Thursday, May 02, 2013

Come Join Surrealist Writing With Matt Rotando!

Come join me in Tucson!


A Surrealist Writing Workshop
At the University of Arizona Poetry Center from May 20 to May 26

This is a week-long intensive Surrealist writing workshop. We will not write “poetry” exclusively, because to limit the medium would only negate the expansive attitude the early Surrealists worked so hard to encourage. In his “Manifesto of Surrealism” (1924), André Breton wrote that the imagination knows no bounds, but that we are nearly always engaged in actions that limit it. This class works to reverse the process, to “unfurl the flag of the imagination” and produce the strangest and maddest pieces of art and writing, in order “to express, either verbally, or in writing, or by any other manner, the real functioning of thought.” We will read and discuss key texts such as the major manifestos of the early Surrealists, and early iconic poetic and dramatic formations by writers such as Breton, Tristan Tzara, Benjamin Péret, Robert Desnos, Henri Michaux, and others. We will also make contact with newer works by more contemporary surrealist artists and writers. However, all of our looking into Surrealism’s past and present unfolding will be to illumine and inspire us to create our own imaginative works. This workshop will actively explore both individual and collaborative writing and art. Even the “critiques” that we perform will be creative and entertaining.

Exercises will include, but not be limited to: collaborative poetry and drawing, written interactions with visual art, reading, writing and performance of short dramatic scenes, extensive automatic writing projects, postcards to nowhere, and building dream sculptures. The workshop is open to writers and artists of every type and skill level. If you are blocked or stuck in a particular mode of expression, or feel the need to kick-start your art in an open and imaginative space, this class is for you.

In addition to the 2 ½ hours that our class meets each night, Matt will hold office hours several times during the week as a supplement to the workshop. These will be optional and anyone from the class is welcome but not obligated to attend. Also, the class will culminate in a short performance or recital of some of the works we create during the week-long intensive workshop. This is also fully optional.

Tuition: $225 + $5 course material fee

Class meets:
Monday through Saturday, May 20–25, 6:00–8:30 p.m.
Sunday, May 26, 7:00–8:30 p.m.

More information and registration can be found here.

Wednesday, May 01, 2013

Regarding Pain

Sometimes the thing I try to do is feel all my pain at exactly the same time. The pain in my legs from running too hard, the pain in my chest from my lonely pleasure, the pain in my back from my bicycle crash, the pain in my temple because I don't see my grandma enough, the pain in my left knee from when I carried Butch on my shoulders and stepped into a ditch, the pain in my cheeks and stomach from one recent and particularly premature goodbye, the pain in my eyes from the time I saw what I shouldn't have seen (a death too young).

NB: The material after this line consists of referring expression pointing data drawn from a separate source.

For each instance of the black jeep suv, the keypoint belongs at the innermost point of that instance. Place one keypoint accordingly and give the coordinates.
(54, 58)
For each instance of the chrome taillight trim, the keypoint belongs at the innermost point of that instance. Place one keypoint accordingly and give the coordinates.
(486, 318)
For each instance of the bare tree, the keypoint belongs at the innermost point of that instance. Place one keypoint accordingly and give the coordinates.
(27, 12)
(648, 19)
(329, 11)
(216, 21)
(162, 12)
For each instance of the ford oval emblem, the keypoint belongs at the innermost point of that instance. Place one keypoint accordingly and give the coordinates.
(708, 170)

I think of all this and I try to bring all this physical pain right up to the surface, all at the same time: the itch, the heat, the dull knot, the ache, the pressure, the stab...I let them all take me over, fill me up, so there isn't any idea of me left that isn't pain pain haha pain haha. 

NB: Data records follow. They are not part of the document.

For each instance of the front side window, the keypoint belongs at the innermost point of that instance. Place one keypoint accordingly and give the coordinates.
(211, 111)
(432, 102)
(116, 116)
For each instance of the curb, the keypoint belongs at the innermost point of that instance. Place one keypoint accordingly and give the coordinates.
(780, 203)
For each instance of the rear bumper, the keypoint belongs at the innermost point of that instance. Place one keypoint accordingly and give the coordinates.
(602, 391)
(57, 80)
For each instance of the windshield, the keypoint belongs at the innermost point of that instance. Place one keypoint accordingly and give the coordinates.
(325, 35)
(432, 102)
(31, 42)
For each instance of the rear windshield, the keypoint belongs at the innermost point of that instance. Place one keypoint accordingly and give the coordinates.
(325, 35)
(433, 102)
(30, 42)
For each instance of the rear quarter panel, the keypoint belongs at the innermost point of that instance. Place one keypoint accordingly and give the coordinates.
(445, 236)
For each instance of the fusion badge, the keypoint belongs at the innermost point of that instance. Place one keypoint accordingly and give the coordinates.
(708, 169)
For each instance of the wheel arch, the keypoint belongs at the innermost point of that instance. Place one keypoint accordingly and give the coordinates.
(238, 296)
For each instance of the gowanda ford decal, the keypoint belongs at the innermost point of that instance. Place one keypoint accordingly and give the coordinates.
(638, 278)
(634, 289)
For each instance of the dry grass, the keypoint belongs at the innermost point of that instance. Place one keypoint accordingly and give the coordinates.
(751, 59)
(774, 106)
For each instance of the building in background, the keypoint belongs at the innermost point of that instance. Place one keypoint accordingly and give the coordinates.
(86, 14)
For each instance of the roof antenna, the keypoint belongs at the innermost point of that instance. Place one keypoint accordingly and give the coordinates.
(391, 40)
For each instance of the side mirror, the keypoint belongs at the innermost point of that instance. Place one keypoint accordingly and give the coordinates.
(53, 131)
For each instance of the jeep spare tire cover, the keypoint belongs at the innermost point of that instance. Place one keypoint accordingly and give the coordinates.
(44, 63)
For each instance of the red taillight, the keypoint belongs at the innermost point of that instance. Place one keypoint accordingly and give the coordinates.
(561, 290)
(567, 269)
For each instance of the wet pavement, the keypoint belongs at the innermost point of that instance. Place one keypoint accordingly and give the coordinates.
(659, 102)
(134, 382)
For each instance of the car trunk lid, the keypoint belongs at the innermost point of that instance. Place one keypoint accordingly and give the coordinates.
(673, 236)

And then he just spins there, a pain man, a hot popcorn kernel whizzing around in a kettle about to pop...but he doesn't pop...he just spins and spins, getting hotter and hotter and the walls of his skin begin to turn black and smoke...and still he gets hotter and a little orange flame forms and dances across his surface and his face cracks and falls away and his eyes light up, sending Fourth of July sparks everywhere and the full moon begins to wobble in its orbit around the earth from the incredible nuclear heat of this man made of pain spinning faster than a quark, faster than Einstein ever dreamed. A new and very unstable source of gravity forms and drags all sorts of unknown elements out of the center of the earth's molten core and they blast upwards towards the moon, which has begun to rumble and tremble. And weird milky stuff the color of Brie oozes out of the cracks in the moon's surface. And all the people of planet Earth are out of their beds now (half of them were awake already anyway) and they look up into the sky or down at the fissures forming in the rupturing earth and they begin to feel all their pain too, because of a strange chemical associative effect from the scorching speed and intensity of the man made of pain going round and round haha haha. 

And before anybody knows what to do or how to do it the whole shitshow makes a sound like the puff of air from the device the eye doctor uses to shoot in your pupil during your eye exam and it all disappears. And then...Nothing. Just a faint smell of unpopped popcorn and a vast and endless space. And Werner Herzog in a space capsule with a hand-held camera over his shoulder pointing into the blackness saying to himself: "Yesss. Yesss. Haha. Yesss. I knew it. Thiss wass the right time."